A few years later, Otto told me that the same dream eventually comes to every religious at the shrine. There is a young girl walking alongside one of the Great Lakes. She walks with three other girls. In some dreams the young girl has dark hair and her companions light, in others the young girl has light hair and her companions dark - it is never the same. The young girl and her coterie move with a girlish ease. The dreamer hears giggles above their murmuring.

Under the young girl’s right arm is a goldwork net trailing in the sand. Incredibly delicate writing covers the lines. On the warplines there are poems, written by the succession of seers[1]. On the weftlines are written the true names of the Lakes - understood as such, but never remembered. Soon, the dreamer sees the young girl approach the shore and stop. She casts the goldwork net over the water and, as if pulled by angels, the net opens to cover the entire Lake.

Ritual procession. Here, the young girl and her coterie are walking out upon the goldwork net, they walk stately and quiet, stopping only in the middle of the Lake with arms joined. The play of light upon the goldwork net above the waves is disorienting to the dreamer. To the girls it is solid as greystone ground.

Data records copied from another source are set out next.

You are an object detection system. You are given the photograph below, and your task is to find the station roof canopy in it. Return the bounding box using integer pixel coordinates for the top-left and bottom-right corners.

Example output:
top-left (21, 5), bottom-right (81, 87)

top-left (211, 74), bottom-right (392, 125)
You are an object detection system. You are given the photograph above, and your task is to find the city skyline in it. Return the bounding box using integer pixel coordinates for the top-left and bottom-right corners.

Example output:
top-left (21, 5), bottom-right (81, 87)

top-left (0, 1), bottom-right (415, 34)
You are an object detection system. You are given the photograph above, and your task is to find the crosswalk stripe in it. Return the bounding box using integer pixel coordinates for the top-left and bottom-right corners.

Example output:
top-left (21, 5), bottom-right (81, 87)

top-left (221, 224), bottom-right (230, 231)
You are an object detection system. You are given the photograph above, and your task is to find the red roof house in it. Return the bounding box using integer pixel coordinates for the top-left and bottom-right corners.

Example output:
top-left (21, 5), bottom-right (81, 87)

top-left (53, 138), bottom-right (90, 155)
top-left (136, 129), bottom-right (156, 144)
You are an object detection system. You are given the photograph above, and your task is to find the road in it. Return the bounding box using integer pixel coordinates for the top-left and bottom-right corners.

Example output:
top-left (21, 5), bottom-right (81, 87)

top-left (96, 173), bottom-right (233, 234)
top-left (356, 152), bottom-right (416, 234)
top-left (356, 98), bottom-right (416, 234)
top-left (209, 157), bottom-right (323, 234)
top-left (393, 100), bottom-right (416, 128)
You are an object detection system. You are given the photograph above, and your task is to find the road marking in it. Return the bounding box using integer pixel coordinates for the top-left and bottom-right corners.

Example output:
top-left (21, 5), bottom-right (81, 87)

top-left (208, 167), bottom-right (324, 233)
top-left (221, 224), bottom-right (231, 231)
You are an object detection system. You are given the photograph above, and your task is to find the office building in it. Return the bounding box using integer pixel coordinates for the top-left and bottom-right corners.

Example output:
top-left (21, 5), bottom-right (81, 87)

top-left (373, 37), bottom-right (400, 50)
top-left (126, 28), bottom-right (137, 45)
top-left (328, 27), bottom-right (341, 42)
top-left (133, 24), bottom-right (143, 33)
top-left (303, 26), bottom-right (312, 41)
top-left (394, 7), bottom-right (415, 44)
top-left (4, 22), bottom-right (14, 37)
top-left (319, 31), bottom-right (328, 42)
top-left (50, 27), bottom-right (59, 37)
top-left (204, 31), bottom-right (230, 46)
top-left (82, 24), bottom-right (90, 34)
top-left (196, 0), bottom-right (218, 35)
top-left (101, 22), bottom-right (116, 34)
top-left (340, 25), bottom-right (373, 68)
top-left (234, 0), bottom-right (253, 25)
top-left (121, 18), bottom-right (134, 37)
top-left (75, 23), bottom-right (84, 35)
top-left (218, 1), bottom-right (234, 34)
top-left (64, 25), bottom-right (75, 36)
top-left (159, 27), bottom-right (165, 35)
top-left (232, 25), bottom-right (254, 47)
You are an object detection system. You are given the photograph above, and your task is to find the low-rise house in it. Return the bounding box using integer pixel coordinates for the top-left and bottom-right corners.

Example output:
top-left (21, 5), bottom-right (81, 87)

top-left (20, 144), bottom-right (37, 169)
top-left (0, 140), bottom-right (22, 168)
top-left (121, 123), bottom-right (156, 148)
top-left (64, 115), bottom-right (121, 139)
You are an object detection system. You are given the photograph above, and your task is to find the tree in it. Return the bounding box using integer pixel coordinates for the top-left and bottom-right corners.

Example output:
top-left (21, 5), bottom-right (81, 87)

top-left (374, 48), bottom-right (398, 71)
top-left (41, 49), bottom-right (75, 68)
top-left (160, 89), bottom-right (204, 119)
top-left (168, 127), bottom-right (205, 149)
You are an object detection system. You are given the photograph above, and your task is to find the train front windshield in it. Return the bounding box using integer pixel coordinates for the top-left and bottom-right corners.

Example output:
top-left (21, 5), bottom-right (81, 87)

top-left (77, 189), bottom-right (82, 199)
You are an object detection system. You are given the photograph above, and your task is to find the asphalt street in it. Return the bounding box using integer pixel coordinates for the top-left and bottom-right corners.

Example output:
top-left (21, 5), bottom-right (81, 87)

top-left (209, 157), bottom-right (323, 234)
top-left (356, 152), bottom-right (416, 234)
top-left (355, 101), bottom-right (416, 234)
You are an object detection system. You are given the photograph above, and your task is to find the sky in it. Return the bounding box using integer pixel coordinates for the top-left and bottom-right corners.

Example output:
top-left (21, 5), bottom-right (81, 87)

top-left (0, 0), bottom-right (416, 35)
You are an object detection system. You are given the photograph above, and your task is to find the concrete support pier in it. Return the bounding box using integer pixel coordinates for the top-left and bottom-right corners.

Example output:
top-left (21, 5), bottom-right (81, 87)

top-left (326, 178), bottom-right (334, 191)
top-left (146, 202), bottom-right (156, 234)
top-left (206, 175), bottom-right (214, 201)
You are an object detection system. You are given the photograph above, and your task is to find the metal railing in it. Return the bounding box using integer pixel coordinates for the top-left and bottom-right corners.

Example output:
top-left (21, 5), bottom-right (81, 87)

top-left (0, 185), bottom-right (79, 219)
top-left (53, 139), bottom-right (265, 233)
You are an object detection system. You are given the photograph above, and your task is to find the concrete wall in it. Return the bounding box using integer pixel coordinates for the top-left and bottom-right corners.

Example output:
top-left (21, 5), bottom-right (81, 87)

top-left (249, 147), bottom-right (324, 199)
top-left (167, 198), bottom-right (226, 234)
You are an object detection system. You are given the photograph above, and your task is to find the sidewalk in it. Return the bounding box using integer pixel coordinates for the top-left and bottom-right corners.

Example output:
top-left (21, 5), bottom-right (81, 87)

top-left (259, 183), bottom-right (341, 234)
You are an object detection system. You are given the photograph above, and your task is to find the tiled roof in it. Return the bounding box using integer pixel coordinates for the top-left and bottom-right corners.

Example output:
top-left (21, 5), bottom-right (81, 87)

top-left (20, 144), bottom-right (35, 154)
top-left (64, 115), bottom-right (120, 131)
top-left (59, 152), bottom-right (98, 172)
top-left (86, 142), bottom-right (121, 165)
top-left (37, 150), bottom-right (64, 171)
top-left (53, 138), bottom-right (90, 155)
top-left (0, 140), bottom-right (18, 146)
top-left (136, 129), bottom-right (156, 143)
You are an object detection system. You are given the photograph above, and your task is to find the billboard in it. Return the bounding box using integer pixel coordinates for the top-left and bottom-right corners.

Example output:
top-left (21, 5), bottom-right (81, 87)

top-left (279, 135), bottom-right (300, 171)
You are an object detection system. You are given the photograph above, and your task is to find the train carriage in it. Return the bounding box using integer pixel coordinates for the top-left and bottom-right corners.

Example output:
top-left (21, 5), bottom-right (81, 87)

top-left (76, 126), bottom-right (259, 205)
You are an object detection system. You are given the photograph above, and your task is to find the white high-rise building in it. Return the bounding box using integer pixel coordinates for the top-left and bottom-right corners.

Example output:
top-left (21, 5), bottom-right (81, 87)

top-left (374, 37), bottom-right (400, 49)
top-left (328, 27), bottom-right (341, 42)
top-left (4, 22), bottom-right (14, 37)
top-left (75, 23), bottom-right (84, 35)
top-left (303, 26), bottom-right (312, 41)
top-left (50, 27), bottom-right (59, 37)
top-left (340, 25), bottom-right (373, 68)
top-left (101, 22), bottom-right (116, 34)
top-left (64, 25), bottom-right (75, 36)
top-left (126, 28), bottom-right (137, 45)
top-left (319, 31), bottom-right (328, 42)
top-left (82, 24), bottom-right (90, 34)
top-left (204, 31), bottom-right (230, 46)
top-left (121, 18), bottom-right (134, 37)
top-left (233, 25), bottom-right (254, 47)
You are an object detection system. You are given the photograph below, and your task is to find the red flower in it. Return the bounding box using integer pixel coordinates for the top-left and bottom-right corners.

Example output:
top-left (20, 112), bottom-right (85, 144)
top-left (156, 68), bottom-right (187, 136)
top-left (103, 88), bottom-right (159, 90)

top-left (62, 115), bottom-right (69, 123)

Without cue, (yet not without a few sad glances) the girls seperate to walk true north, to walk true east, to walk true south, to walk true west.The weftway girls leave, murmuring the poems of the seers. The warpway girls leave, murmuring the true names of the Lakes.

The dreamer is left alone at the center. They do not lose their sense of time, though the dream is long. The dreamer often believes they are in the afterlife. The dreamer has only the sky, the net, the sound of the waves - has only the sun, to anchor their soul upon.

Then suddenly, after many days, the dreamer feels that they can move, and as they take their first step they come awake.


[1] More often than not, this is how the religious discovers that his or her dream was not unique. Unlike the names of the lakes mentioned below, the poems of the seers are accessible (although not outright exhibited) to all. It is not rare for a religious to find, amid idle browsing in the temple library, the poems from the goldwork net and from there, to corroborate their dream with a peer.